The anticipated NCAA penalties, which a CBS News source described as "unprecedented," include a bowl ban, perhaps for multiple years, and a reduction in scholarships. A report on CBSSports.com said the university could be fined up to $60 million.
Two Penn State football websites reported that players and coaches will meet at 10 a.m. Monday, one hour after the NCAA news conference is scheduled to start.
Some Nittany Lions took to Twitter to give their views on the situation. Two of them, offensive tackle Donovan Smith and tight end Garry Gilliam, vowed to stay at Penn State no matter how severe the penalties.
"Stop asking if I'm transferring," Smith wrote. "I'm staying at PSU no matter what. I love my school."
Gilliam tweeted, "No matter what happens I'm staying at Penn State."
Cornerback Stephon Morris touched on punishing the players for something that happened years ago.
"Once again, [what] did my brothers & future Nittany Lion brothers do?" he said on Twitter.
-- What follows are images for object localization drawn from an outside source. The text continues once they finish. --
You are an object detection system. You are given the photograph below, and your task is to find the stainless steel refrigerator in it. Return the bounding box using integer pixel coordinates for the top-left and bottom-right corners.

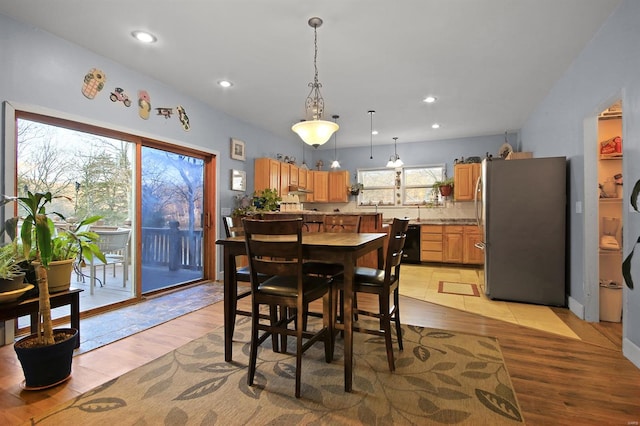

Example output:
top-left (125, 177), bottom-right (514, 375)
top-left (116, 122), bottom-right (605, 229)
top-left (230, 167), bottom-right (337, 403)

top-left (475, 157), bottom-right (566, 306)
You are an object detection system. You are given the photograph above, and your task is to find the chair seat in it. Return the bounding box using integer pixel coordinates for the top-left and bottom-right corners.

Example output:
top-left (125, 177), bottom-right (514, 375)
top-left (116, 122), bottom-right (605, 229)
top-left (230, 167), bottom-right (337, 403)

top-left (235, 265), bottom-right (269, 283)
top-left (259, 275), bottom-right (331, 299)
top-left (303, 261), bottom-right (344, 278)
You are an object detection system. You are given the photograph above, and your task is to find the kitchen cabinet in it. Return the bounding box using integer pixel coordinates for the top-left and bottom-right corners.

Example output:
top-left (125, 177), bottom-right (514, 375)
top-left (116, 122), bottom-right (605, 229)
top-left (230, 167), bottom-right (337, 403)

top-left (279, 162), bottom-right (290, 196)
top-left (253, 164), bottom-right (346, 204)
top-left (420, 225), bottom-right (443, 262)
top-left (289, 164), bottom-right (299, 187)
top-left (328, 170), bottom-right (350, 203)
top-left (443, 225), bottom-right (464, 263)
top-left (454, 163), bottom-right (481, 201)
top-left (311, 171), bottom-right (329, 202)
top-left (357, 213), bottom-right (385, 268)
top-left (463, 225), bottom-right (484, 264)
top-left (254, 158), bottom-right (280, 193)
top-left (298, 168), bottom-right (308, 189)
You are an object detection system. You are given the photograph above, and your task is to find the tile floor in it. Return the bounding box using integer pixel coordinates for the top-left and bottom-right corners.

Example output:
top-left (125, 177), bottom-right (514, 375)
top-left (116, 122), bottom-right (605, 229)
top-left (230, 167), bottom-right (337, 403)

top-left (399, 264), bottom-right (580, 339)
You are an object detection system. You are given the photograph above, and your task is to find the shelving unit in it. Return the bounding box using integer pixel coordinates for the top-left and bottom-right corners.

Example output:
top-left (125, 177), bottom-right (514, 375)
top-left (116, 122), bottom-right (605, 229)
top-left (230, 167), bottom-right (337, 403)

top-left (597, 116), bottom-right (623, 300)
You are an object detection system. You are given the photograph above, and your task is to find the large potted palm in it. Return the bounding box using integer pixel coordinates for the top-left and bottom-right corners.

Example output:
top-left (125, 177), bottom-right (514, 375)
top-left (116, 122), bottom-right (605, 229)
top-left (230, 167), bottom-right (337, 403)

top-left (2, 191), bottom-right (106, 389)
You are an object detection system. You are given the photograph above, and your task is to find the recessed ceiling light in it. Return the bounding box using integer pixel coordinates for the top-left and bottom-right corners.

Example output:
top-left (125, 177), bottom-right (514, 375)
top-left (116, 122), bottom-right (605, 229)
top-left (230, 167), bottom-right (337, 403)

top-left (423, 96), bottom-right (437, 103)
top-left (218, 80), bottom-right (233, 88)
top-left (131, 30), bottom-right (157, 43)
top-left (372, 130), bottom-right (379, 135)
top-left (432, 123), bottom-right (440, 129)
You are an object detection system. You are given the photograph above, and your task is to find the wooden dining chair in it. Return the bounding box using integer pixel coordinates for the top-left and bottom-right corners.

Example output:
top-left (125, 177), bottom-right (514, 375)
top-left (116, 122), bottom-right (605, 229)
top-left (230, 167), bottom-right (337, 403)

top-left (243, 218), bottom-right (333, 398)
top-left (222, 216), bottom-right (252, 312)
top-left (333, 217), bottom-right (410, 372)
When asked about possible penalties at the July 13 "Lift for Life" fund-raising event, players by and large said they didn't feel a need to worry about them because they had no control over any decisions being made.
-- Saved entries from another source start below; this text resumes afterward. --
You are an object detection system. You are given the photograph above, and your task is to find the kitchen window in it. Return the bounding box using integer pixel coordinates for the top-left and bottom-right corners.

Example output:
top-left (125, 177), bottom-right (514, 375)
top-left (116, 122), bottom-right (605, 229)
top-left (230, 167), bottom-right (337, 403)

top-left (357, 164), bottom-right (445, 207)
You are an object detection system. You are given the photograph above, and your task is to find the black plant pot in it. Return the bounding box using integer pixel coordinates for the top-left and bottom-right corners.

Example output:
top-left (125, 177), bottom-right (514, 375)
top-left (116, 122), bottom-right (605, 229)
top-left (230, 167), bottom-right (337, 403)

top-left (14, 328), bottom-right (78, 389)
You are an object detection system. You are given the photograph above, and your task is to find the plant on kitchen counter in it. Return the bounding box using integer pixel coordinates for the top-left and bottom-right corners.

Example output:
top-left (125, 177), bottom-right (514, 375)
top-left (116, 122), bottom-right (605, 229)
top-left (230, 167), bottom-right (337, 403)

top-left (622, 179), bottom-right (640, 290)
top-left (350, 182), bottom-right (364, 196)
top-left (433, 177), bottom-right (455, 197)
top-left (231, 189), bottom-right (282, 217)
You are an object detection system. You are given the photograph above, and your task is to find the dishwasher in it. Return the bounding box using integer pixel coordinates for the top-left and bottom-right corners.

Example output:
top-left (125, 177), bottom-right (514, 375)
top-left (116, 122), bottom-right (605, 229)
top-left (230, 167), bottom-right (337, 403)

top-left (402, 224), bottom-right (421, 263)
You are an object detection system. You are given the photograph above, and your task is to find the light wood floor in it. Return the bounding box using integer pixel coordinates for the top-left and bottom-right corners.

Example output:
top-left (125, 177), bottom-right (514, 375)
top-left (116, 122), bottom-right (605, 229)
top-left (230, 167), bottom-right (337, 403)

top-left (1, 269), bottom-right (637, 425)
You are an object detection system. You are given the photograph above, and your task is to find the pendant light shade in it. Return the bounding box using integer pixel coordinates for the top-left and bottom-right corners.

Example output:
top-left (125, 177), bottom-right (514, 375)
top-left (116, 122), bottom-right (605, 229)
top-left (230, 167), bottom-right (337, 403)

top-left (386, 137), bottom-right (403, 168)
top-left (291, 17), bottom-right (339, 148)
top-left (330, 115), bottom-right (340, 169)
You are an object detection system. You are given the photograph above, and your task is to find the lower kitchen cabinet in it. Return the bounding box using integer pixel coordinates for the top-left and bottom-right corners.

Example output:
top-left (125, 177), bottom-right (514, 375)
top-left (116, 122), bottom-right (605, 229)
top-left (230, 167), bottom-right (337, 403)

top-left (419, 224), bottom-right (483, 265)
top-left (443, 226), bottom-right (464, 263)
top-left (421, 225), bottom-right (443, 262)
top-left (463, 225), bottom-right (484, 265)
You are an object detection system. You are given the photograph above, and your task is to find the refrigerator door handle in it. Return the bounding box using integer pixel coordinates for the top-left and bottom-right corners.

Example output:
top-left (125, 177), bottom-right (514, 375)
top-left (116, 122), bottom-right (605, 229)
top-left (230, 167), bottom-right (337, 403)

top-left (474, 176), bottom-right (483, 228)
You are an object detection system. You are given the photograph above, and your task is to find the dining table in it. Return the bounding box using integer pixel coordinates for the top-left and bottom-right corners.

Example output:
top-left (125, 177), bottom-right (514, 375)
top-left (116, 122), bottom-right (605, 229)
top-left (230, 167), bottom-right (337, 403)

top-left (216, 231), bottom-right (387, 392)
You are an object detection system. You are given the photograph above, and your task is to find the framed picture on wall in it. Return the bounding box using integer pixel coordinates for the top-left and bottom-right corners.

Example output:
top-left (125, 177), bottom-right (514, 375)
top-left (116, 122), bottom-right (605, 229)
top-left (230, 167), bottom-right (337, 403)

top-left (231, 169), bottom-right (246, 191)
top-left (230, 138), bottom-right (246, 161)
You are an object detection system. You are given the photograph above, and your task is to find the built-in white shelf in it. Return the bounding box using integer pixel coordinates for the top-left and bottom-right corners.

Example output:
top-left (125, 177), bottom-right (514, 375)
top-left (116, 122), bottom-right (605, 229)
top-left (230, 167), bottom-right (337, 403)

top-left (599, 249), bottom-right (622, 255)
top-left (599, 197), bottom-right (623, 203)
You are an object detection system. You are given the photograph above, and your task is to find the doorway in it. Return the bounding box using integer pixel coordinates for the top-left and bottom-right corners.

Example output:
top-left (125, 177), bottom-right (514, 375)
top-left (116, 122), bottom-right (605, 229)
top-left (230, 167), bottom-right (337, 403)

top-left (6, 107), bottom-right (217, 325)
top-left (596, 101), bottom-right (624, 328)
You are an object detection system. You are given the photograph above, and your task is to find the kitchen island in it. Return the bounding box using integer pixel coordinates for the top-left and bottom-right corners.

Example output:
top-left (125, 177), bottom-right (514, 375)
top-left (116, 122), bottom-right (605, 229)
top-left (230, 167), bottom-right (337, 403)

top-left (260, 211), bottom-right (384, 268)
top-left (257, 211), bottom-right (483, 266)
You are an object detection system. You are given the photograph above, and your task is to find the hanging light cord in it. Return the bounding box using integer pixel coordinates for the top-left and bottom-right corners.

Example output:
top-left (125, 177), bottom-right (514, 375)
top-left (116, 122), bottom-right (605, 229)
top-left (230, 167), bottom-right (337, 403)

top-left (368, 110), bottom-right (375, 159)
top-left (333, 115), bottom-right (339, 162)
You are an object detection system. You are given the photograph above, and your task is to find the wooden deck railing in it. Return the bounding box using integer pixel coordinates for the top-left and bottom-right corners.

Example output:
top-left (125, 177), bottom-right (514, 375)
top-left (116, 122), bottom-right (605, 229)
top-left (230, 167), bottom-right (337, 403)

"We can't control it and it really doesn't matter what we say or what we think about it," McGloin said.
However, former player Adam Taliaferro, a South Jersey native who is a member of the university's board of trustees, said any action should also be made with a plan to assist the victims of child sexual abuse.
"Whatever is decided - I hope such decision are made 2 support the victims and promote healing 4 ALL affected - and not to just simply punish PSU," Taliaferro wrote on Twitter.
The anticipation over what punishments were coming seemed to overshadow the removal early Sunday morning of the Paterno statue from the east side of Beaver Stadium.
However, impassioned comments about the statue came from former players and strong Paterno supporters Franco Harris and Michael Robinson.
Harris, who did not return a call seeking comment, told WIP-FM (94.1) on Sunday that the dismantling of the statue was "a sad day for Penn State."
"I think it's a really sad day for due process and for people that believe in due process," Harris told the radio station. "All the people against Joe are happy. It's also a sad day to realize once again how weak our board of trustees are and how they succumbed to public pressure."
Harris reportedly accompanied Paterno's widow, Sue, and two of her children to the statue on Friday.
Writing on Twitter, Robinson, a former quarterback, accused his alma mater of "rushing to judgment" and asked, "Why not let ALL the facts come out," suggesting that the Freeh report, released July 12, was biased.
"The victims and Penn State community deserve ALL the facts," he said on the social media site, "not a biased, opinionated report accepted as truth. Freeh was hired."